【B-1】
全身を叩きつけられ俺は今度こそ死んだ。
きっと死んだな。死んだに違いない。死なないわけがない。
と、どうしてこんなに考える余裕があるんだ?
それだけでなく手も足も動かす事ができる。
あのマンションの屋上から落ちれば全身の骨は砕け、もしかすると内臓もグチャグチャになってるはずだ。
それなのに意識もあり手足も動かせられるというのは一体どういう事なのか。
「まさか………またか。」
そのまさかだった。
のそりと上体を起こすと、そこはまたしても実家の自分の部屋。その床の上。またベッドから落ちたらしい。
グルリと見渡せば壁にはポスター。机の上は散らかし放題。どこから見ても中学生の頃の俺の部屋。
「本当に死ぬよりはマシかも知れないが………。」
さすがに三回目の中学生を今から始めなければと考えると、少し億劫にもなってしまう。
どうしてこのような現象が自分に起きているのか。今までにも考えはしたが、当然その明確な答えは分からないままだった。
「こうしていても仕方ない。ひとまず『中学生』を演じるしかないな。」
再び走馬燈の中に引き込まれた俺は溜め息で覚悟を決めるしかなかった。
しばらくして部屋のドアをノックする音。それはきっと母だろうと返事をしながら開けると、やはり母が立っていた。
「あら。おはよう。自分で起きれたの?」
俺が一体いくつだと………ああ、まだ十三か。
「おはよう。」
とりあえず顔を洗いに行こう。
一通り支度を済ませ朝食をとり、気の乗らない中学校までの道を行く。
これまで自家用車での出勤に慣れてしまっているためか徒歩での移動が面倒に感じる。
「やっぱりコンビニにはなってないな。」
そこは小さな畑。おばさんが一人で手入れをしているのを歩きながら横目で通り過ぎ、やがて学校に辿り着く。
新学年のクラス分け。俺は三組。指定された座席に着き、賑やかな教室の中で思わず腕組みをしてしまう。
「(何か少し変じゃないか?)」
もちろん中学二年生を繰り返して三回目という点は往々にして変なのだが、それ故に自分の経験した今日とは何かが少し違っているような気がする。
どこがどう違っているのか。それはさすがに費やした三十年という時の長さもあるため記憶が薄く比べる事は難しい。
「………ん?あの娘は………。」
腕を組んだままクラスメイトになる子供たちを眺める目が一人の少女で止まった。
まっすぐ綺麗に伸ばされた黒髪の女子生徒。その顔を見て少しだけ思い出せた。
三十年前、二回目になる中学二年生となった日に俺に話しかけてきた娘だ。
通学路で後にコンビニとなる畑の前に立っていた事を訊ね、去り際に「優しいね」と微笑みを浮かべた彼女。その微笑みに何も返せなかった俺。
「懐かしいな………。」
二回目の中学二年生は、とにかく勉強漬けの生活だった。友達も作らず、恋愛もせず、ただひたすらに勉強をして、己のサクセスストーリーを輝かしいものにする事だけを考えていた。
そんな俺の人生、いや青春の中で彼女の存在だけが何故か特別に感じた時期があった。
「………青春、か。」
年寄りのように呟くと、今までの自分が青春らしい青春を過ごしていなかったかを痛感させられてしまう。
それならば、せっかく三回目となる今回は青春らしい青春を過ごしてみてもいいのではないだろうか。

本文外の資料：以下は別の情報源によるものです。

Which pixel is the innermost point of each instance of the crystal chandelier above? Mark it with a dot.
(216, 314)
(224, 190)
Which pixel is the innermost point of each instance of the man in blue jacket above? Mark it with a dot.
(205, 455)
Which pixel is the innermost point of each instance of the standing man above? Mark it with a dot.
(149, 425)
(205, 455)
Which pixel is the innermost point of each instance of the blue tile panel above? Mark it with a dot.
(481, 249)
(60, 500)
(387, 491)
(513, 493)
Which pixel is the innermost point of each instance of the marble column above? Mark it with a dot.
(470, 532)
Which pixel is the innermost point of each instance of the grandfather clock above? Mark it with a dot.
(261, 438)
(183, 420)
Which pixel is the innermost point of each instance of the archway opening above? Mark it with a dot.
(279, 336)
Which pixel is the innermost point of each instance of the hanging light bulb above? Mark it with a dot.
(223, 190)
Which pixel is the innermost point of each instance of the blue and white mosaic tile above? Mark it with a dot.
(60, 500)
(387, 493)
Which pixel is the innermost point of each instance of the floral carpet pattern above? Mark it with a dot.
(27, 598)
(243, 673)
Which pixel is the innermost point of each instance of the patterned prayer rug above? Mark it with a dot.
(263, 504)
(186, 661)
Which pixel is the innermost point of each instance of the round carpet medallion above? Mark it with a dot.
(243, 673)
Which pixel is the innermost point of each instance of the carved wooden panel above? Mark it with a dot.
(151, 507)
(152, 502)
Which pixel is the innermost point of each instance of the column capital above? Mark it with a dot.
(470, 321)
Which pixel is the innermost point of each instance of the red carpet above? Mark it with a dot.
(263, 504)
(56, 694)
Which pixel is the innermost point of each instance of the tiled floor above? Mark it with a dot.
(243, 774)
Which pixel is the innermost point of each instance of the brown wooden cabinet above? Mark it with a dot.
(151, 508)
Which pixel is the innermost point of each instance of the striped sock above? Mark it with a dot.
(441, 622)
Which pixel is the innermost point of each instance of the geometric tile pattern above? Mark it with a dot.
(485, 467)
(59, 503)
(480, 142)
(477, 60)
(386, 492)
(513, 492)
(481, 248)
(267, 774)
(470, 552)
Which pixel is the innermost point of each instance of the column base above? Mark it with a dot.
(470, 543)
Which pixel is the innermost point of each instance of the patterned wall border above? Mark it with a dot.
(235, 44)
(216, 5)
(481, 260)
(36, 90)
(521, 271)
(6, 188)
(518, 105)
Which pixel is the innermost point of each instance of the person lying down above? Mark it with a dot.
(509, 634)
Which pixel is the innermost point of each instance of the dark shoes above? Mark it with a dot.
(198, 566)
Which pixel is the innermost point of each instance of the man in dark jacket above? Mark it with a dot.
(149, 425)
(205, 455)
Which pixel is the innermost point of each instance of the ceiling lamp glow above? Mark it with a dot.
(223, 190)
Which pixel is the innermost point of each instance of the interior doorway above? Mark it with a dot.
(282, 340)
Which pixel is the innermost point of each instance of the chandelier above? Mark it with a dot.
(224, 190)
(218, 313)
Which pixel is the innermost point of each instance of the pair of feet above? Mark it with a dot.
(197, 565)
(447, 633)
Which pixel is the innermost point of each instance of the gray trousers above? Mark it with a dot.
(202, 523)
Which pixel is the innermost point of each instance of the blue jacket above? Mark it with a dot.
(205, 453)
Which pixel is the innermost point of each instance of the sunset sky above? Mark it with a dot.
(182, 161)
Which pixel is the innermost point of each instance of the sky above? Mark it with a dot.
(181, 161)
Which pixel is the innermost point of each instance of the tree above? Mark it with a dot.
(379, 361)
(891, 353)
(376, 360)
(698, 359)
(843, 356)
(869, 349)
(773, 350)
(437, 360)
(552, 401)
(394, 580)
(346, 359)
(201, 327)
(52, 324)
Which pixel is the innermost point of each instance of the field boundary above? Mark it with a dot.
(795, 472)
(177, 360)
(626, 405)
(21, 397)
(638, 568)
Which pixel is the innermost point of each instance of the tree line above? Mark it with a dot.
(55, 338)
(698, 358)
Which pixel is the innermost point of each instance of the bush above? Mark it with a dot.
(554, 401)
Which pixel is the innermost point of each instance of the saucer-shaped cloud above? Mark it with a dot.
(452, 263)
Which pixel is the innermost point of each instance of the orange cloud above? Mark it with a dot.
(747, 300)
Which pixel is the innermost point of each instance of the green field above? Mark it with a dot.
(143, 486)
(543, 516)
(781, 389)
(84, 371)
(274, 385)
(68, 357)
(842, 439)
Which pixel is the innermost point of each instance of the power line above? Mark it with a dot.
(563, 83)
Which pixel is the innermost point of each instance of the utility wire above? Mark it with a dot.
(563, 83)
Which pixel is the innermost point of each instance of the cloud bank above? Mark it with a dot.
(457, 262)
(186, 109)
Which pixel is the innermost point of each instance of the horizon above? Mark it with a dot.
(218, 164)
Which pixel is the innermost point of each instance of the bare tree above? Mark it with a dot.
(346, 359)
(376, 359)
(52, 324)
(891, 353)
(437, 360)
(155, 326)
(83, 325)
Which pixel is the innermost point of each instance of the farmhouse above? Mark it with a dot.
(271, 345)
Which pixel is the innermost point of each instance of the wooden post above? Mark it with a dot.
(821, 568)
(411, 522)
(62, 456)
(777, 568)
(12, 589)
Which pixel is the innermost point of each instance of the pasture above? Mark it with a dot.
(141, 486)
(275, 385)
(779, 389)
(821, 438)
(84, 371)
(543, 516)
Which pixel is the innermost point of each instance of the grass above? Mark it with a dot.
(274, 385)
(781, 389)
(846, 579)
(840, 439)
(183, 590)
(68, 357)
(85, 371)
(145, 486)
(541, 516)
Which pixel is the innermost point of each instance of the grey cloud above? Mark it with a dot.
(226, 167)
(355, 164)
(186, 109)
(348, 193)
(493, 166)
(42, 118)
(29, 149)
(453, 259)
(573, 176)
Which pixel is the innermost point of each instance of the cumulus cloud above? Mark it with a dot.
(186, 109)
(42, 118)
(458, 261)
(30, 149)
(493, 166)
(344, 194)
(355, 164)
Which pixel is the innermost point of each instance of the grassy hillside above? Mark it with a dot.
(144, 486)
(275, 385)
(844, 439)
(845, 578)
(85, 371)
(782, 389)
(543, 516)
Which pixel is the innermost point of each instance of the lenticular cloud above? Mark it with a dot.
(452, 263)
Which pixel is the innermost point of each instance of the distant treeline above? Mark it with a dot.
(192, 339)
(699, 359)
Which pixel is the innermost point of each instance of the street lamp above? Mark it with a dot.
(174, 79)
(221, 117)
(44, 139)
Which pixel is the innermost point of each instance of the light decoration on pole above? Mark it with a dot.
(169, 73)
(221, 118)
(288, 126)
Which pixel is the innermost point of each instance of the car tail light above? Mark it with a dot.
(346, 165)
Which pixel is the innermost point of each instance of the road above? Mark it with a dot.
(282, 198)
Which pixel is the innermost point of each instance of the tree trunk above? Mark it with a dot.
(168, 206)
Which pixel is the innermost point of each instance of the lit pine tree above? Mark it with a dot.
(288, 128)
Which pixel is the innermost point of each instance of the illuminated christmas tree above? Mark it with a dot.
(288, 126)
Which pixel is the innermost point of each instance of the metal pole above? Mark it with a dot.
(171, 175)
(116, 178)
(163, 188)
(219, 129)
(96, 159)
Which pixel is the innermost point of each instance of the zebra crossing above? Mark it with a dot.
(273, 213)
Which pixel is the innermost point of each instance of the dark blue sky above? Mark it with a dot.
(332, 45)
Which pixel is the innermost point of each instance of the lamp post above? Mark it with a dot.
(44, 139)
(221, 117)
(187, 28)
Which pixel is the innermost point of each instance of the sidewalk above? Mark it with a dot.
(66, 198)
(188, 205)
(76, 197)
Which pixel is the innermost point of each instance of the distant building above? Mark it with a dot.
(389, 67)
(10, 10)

「(話しかけてきたら、今度は仲良くなれるように振る舞うべきだな。うん)」
そんな人には言えない決心を固め、俺は大きく頷いていた。
決心を固め、あの女子生徒から声をかけられるのを、まだかまだかと平常心を努めて待ちわびる。
キーンコーンカーンコーン………。
「…………。」
教室に鳴り響くチャイム。それに合わせて担任教師が入ってくる。
おかしい。
前はチャイムが鳴る前にあの娘は声をかけてきて、チャイムが鳴ったから自分の席に戻っていったはず。
未だ自分の席から離れていない彼女を見てみるが、彼女は全く俺の方を見る素振りすらない。
やがて始業式に向かうために廊下に並べと指示が飛び、従い廊下に向かうが彼女は他の女子生徒と談笑するばかり。
いぶかしげにしていると、ふと彼女と目が合った。
できるだけ柔和な表情をと頑張ってみたが、やはりぎこちない笑顔に。
並んだ列が動き始めた時、彼女たちの声が小さく聞こえた。
「なにあれ?キモォ~。」
おかしい。
前とは何かが違う。
また仏頂面に戻り、俺はひどく孤独感に包まれていた。